Bloomberg News

Occupy London Gets British Bankers Association CEO Meeting

May 15, 2012

Police officers guard the entrance to the British Bankers Association headquarters in London on May 15, 2012. Photographer: Simon Dawson/Bloomberg

Police officers guard the entrance to the British Bankers Association headquarters in London on May 15, 2012. Photographer: Simon Dawson/Bloomberg

About 80 Occupy London protesters rallied outside the British Bankers Association’s headquarters, demanding a meeting with Chief Executive Officer Angela Knight.

Knight met with three demonstrators today inside the BBA’s building on Old Broad Street in the City’s financial district, said an Occupy organizer, Ryan Hickey. They would have preferred she met them outside where all could ask questions, he said.

“She listened to their views and explained how the U.K. has a world-leading banking center, employing around half a million people and making one of the largest contributions to the country through tax and charitable giving,” the BBA said in an e-mailed statement. “She said she understood the concerns of the group, had no doubts about their sincerity.” The meeting lasted about 25 minutes.

The Occupy movement began in New York in September and spread to Europe, Asia and Australia to oppose bank bailouts, austerity measures and corporate profits.
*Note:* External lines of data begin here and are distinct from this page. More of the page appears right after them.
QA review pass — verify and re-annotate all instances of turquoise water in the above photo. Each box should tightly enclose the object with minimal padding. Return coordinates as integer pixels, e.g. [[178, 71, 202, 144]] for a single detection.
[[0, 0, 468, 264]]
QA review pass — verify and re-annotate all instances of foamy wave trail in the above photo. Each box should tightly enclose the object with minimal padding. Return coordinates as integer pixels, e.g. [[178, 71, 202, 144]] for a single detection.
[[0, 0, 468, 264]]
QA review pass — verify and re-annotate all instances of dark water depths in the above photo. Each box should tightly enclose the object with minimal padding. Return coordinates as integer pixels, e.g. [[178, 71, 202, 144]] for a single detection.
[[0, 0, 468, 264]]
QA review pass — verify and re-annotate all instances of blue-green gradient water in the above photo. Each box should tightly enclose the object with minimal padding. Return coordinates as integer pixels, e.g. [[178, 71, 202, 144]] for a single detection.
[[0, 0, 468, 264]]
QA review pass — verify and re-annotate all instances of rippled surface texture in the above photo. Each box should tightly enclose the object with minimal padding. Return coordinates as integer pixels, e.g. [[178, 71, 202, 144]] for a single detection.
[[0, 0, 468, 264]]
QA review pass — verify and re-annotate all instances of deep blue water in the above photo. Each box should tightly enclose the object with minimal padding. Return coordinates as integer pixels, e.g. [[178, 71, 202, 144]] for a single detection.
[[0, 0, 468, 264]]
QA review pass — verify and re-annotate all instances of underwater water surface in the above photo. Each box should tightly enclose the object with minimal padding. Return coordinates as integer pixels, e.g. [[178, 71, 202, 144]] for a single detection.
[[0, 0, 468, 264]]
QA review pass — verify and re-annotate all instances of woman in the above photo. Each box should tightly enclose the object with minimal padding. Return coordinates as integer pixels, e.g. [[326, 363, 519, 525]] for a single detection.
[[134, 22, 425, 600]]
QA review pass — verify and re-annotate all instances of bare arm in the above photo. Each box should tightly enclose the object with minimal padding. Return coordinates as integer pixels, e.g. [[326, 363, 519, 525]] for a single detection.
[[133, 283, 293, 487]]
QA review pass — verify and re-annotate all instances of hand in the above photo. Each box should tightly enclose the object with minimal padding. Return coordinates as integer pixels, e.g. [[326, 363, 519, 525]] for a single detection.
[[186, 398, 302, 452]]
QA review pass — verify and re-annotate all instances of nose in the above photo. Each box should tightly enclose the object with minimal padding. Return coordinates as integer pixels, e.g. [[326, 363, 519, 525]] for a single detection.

As Britain’s coalition government oversees public-spending cuts, the U.K. last quarter fell into its first double-dip recession since the 1970s.

No arrests were made, according to a City of London Police spokeswoman, who declined to be identified in line with policy.

Michael Richmond, 26, a novelist from London, said he was protesting against the BBA because it “represents the interests of all investment banks” at the expense of other groups and because the group is given a “free run” by the media.

Knight will step down in July after five years at the BBA, the group said last month. She is to become CEO of Energy U.K., an energy-industry trade association.

The protesters’ first camp at St. Paul’s Cathedral led to Christopher Wren’s 17th century masterpiece closing in October. Ten days later its dean, Graeme Knowles, said he would resign, after criticism over the church’s handling of the protesters.

Demonstrators camped in London’s Finsbury Square were ordered on May 11 to leave by May 18 or face legal proceedings.